MOLOTOV

La calle Madero era una calzada ordinaria trazada entre dos finales abruptos. Uno de ellos remataba en una alambrada que la atravesaba entre dos veredas sucias y daba a una zanja poblada de cañas; y más allá, entre matorrales y basuras, la ladera del terraplén por el que circulaba el tren de la línea llamada General Belgrano. Había dos casas allí, casi pegadas al borde del terraplén, aunque él no recordaba haber visto ni una sola vez a sus probables habitantes. Era un lugar apartado y sombrío, como la mayoría de las calles cortadas del barrio de Vicente López. Allí se reunían al anochecer las parejas para hacerse el amor y dejaban los restos de sus apasionados encuentros, desparramados como las señas de un crimen. Algún pañuelo olvidado, una pulsera barata, un broche de pelo y muchos preservativos usados y sus cajas, de la marca Velo Rosado. En alguna ocasión había encontrado uno, enroscado con un nudo impecable y todavía con el semen fresco dentro, empujado por el viento, colgando de la alambrada.

No eran habituales las calles cortadas en la planta municipal de Vicente López pero en todas ellas había algo singular; o quizás su propia presencia como excepción las hacía más sugestivas.
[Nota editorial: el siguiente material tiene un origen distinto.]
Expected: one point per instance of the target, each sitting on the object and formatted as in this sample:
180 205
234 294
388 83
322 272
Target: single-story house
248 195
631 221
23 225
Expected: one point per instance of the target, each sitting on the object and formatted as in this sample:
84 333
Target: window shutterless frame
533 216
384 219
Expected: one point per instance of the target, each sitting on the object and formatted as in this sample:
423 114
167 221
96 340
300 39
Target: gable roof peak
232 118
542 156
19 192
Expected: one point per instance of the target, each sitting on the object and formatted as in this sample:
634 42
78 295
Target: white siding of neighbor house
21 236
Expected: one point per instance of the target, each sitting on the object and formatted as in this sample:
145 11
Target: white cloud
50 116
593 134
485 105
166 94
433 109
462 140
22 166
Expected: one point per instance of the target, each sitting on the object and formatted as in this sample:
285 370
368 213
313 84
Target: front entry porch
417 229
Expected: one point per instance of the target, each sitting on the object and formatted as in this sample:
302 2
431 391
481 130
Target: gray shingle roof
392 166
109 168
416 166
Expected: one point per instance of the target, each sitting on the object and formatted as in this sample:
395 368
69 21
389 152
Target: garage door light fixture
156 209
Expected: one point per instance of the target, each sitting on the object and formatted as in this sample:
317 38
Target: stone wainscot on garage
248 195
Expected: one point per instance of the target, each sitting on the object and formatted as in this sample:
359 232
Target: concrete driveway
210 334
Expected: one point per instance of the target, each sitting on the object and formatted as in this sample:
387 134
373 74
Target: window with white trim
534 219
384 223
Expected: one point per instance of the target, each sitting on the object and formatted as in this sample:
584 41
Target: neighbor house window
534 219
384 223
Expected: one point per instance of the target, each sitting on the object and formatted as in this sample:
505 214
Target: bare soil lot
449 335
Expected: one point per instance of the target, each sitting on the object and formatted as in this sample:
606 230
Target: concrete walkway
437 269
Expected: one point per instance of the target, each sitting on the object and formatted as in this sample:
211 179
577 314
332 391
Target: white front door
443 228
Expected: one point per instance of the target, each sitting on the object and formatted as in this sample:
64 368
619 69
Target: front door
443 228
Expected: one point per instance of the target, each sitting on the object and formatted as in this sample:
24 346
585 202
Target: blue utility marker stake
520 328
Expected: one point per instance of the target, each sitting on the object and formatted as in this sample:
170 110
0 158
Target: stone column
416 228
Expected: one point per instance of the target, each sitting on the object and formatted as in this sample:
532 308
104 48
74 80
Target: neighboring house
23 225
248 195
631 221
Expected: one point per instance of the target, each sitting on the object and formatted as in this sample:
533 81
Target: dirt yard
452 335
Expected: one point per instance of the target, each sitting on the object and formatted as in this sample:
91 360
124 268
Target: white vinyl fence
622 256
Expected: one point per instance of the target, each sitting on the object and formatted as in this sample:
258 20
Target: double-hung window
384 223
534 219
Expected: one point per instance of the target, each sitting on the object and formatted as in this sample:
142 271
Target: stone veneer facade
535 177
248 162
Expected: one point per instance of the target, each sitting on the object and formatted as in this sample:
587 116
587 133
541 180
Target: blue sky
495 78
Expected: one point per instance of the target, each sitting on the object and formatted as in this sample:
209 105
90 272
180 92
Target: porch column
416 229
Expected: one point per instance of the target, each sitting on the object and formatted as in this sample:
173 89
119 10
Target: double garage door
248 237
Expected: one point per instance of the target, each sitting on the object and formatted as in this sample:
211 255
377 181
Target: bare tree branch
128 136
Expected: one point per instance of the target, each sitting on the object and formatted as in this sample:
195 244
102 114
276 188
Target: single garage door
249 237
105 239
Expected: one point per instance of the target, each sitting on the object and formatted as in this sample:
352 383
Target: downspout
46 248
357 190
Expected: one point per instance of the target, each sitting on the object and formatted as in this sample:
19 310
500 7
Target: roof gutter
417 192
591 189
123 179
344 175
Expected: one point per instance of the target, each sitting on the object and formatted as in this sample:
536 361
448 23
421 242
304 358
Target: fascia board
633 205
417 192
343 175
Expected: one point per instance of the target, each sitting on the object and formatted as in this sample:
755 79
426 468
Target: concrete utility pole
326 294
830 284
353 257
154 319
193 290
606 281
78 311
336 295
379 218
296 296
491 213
Estaba claro que las calles se cortaban allí donde los jardines de las casas más grandes, algunas de ellas del tamaño de una manzana, rompían el diseño cuadricular que es característico de las urbanizaciones del Gran Buenos Aires e interrumpían el monótono trazado de la cuadrícula urbana. Por una vez, sus propietarios no habían infringido las normas urbanísticas al construirlas y vallarlas sino que esas fincas ajardinadas de altas paredes y rejas cubiertas de enredaderas, simplemente estaban ya allí mucho antes de que los terrenos baldíos circundantes acabaran por ser fraccionados en lotes y parcelas más pequeñas y, tras sucesivas recalificaciones del suelo, dieran al barrio su aspecto definitivo. Era divertido descubrirlas con la bicicleta, como pequeños fines del mundo; y asomarse al otro lado de las tapias que las cerraban o imaginar qué hacía la gente en ellas.
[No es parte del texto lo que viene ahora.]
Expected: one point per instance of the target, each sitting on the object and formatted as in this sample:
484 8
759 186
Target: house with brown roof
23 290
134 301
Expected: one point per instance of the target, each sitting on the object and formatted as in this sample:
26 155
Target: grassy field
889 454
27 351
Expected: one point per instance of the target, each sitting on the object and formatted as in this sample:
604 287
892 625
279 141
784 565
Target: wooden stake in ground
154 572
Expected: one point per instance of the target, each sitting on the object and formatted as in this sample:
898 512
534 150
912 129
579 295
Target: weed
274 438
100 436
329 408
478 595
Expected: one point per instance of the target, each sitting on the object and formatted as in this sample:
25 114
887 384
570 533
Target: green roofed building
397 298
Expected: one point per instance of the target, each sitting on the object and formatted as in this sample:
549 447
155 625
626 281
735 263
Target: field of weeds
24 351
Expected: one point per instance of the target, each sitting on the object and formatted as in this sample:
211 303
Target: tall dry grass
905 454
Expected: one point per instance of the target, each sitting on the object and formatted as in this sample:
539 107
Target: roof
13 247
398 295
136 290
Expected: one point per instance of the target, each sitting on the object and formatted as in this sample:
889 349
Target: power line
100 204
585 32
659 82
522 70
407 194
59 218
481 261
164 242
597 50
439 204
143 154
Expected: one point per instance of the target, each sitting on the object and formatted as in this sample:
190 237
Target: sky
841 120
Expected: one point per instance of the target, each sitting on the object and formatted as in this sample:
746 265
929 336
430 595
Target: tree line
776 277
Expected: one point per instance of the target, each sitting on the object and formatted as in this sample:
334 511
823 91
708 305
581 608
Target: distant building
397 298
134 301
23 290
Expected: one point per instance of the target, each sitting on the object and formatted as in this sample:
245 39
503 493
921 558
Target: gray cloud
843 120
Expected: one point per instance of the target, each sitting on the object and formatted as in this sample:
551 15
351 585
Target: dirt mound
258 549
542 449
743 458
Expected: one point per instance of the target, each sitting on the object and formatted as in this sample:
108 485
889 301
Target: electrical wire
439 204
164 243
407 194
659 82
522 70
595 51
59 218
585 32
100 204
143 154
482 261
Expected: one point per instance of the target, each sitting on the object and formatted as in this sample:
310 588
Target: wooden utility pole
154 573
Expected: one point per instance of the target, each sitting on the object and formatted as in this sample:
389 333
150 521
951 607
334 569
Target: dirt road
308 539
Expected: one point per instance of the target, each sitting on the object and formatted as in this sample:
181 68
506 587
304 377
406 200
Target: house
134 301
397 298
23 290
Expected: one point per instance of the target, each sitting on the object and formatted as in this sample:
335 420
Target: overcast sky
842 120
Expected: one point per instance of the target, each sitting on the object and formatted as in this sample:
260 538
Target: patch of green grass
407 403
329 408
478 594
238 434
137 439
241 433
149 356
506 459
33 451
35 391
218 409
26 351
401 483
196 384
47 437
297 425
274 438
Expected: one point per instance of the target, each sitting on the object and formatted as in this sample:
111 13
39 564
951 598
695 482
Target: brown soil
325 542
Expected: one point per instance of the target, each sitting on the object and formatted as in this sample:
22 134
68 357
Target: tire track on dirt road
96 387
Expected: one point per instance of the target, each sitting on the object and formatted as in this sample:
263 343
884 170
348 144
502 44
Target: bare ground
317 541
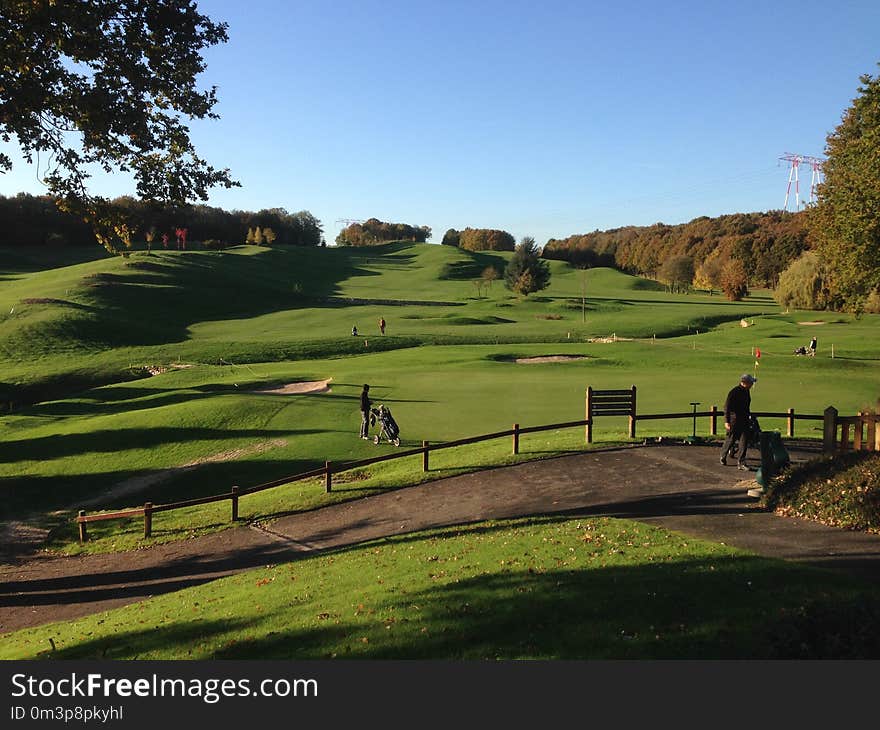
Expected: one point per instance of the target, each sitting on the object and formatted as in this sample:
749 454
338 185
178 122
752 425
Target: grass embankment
843 491
547 588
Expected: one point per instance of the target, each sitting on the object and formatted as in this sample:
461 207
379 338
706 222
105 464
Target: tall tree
526 272
735 280
86 83
845 219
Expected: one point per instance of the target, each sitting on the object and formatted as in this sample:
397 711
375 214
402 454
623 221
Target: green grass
548 588
85 423
78 339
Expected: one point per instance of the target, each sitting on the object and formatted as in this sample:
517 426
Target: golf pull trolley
388 428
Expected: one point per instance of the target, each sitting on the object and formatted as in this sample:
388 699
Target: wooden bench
611 403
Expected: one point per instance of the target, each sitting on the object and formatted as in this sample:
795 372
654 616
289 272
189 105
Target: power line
795 161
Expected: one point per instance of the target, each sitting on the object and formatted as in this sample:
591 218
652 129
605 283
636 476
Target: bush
843 491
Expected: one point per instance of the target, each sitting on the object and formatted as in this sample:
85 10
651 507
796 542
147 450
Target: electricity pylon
815 180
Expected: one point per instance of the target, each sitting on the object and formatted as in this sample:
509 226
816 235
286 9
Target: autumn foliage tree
486 239
373 232
526 272
735 280
846 219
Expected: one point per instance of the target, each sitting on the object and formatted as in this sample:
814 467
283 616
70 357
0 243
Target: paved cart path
679 487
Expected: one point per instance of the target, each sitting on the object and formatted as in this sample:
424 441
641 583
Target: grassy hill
80 342
144 378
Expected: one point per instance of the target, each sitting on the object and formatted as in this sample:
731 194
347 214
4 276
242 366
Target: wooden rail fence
865 436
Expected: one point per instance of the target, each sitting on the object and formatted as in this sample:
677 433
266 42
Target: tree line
728 253
29 220
373 232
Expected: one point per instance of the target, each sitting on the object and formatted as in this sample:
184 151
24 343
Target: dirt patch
313 386
610 338
549 358
20 538
137 484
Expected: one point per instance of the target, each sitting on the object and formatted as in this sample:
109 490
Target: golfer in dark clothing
365 412
737 410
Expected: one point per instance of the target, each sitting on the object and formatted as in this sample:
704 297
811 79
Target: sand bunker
549 358
313 386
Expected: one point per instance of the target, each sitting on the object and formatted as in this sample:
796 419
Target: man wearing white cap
737 410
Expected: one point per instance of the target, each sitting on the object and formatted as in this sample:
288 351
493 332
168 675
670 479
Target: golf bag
388 428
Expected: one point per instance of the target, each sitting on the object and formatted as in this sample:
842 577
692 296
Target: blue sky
544 120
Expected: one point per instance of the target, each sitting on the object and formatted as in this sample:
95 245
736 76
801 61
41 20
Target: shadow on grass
726 608
132 644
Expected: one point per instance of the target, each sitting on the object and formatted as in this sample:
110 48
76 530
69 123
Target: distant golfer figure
737 410
365 412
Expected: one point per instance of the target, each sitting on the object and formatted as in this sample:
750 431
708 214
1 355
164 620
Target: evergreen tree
526 272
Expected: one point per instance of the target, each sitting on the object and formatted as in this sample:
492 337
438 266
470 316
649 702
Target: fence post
632 416
858 427
589 416
829 431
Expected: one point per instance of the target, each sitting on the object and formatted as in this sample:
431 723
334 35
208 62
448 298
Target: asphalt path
679 487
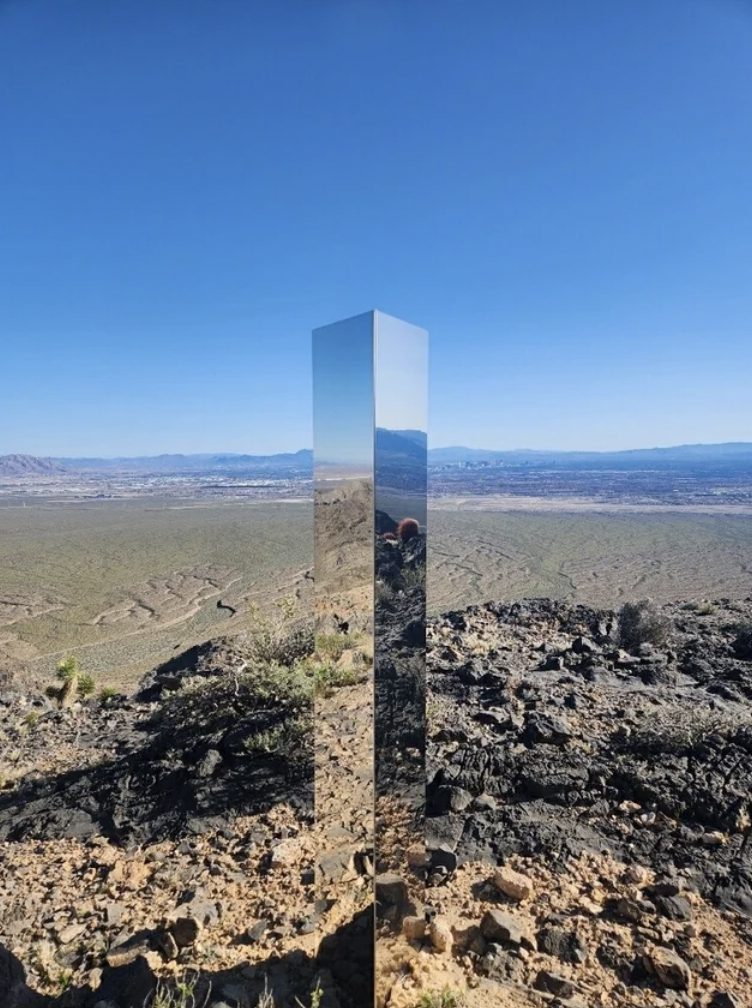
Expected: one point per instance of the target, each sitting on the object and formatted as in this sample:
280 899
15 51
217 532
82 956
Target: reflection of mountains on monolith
344 547
401 473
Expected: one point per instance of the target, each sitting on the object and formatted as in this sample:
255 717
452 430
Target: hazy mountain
407 444
392 447
28 465
734 453
216 462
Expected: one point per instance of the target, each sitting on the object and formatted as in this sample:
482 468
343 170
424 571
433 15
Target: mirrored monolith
400 467
343 608
370 452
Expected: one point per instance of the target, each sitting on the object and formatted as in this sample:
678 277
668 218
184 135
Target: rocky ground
588 830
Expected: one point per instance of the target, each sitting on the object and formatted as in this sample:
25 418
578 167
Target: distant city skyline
480 449
557 193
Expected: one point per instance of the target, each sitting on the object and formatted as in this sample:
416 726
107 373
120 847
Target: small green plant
69 668
414 577
446 998
179 993
742 643
317 996
334 645
640 623
86 684
270 638
329 677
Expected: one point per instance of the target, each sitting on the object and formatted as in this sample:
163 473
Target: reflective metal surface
343 607
370 452
399 621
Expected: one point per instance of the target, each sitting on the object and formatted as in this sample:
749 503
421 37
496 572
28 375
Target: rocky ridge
587 824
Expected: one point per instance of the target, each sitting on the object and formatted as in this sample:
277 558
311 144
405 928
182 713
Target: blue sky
559 193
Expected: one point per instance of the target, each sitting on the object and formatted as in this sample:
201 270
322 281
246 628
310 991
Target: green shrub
69 668
742 643
640 623
86 684
447 998
334 645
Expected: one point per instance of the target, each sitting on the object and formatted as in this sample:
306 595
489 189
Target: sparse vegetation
680 731
742 643
69 668
86 684
179 993
270 639
332 646
641 623
408 528
446 998
328 677
414 576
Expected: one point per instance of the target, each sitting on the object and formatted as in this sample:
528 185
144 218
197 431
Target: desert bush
69 668
680 731
202 703
742 643
408 528
86 684
446 998
270 639
328 677
334 645
414 576
640 623
178 993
La calle Madero se extendía, pues, entre dos cortadas, a lo largo de unas doce cuadras. En una estaba el terraplén que servía de refugio a los enamorados y en el otro extremo una pequeña plazoleta a la que se llegaba tras subir por una cuesta empinada. En el centro de la plazoleta había un monolito con una estatua de don Eduardo Madero y, a la derecha, la vereda se extendía por una escalinata de piedra y baldosas pardas inusitadamente amplia, construida sobre la barranca que descendía hacia el barrio cercano a la estación de tren Mitre. Hasta allí fueron al final de una tarde de invierno él y sus inseparables compañeros, Pancho y Marcos, y un desconocido que se hacía llamar Mario, venido para enseñarles una técnica rudimentaria para fabricar la bomba Molotov.

Estuvieron un buen rato en el garage de casa manipulando los ingredientes necesarios para la Molotov y atentos a las instrucciones de Mario, que cumplió con su función con una eficacia casi profesional. Era un tipo flaco y desgarbado con la cara picada de viruelas y un flequillo grasiento que le caía sobre la frente. Había pedido que le trajeran una botella vacía de vino barato de la marca El Resero, un bidón de nafta y una bolsa de papel de estraza; y, por su parte, trajo un botellín de ácido sulfúrico y un sobre de plástico con un polvo amarillo apagado, que recordaba al azafrán, pero que en realidad era clorato de potasio. Él no había tenido nunca una Molotov en las manos. La había visto en alguna fotografía de prensa: una botella con una mecha encendida que, al ser lanzada, trazaba en el aire una línea de fuego como una antorcha arrojadiza. Olvidate de la Molotov de las fotos, dijo Mario de forma terminante, nunca la tires encendida, no vaya a ser que te estalle en las manos o te la eches encima. Su diseño de la Molotov era mucho más seguro, con la ventaja de que servía para almacenar varias bombas durante un tiempo indefinido y, a la hora de transportarlas, permitía llevarlas envueltas, sin llamar demasiado la atención. El artefacto, pues, parecía bastante más tosco que las Molotov que él había visto en las fotos pero Mario les aseguró que era infalible: había que mezclar cuatro partes de nafta y una de ácido en la botella, llenar la bolsa de papel con la cloratita en polvo y meter en ella la botella, previamente cerrada de manera hermética con un corcho lacrado. Una vez guardada en la bolsa con la cloratita, había que atar el envoltorio con una cuerda: así, ¿ven?, como un matambre, dijo Mario. Tirás la botella y al romperse, el ácido de la mezcla enciende la cloratita y hace estallar la nafta. Mario no dijo nafta sino nasta, aspirando la s, con acento arrabalero y fue en ese momento que él se representó el estallido de la Molotov e imaginó un infierno.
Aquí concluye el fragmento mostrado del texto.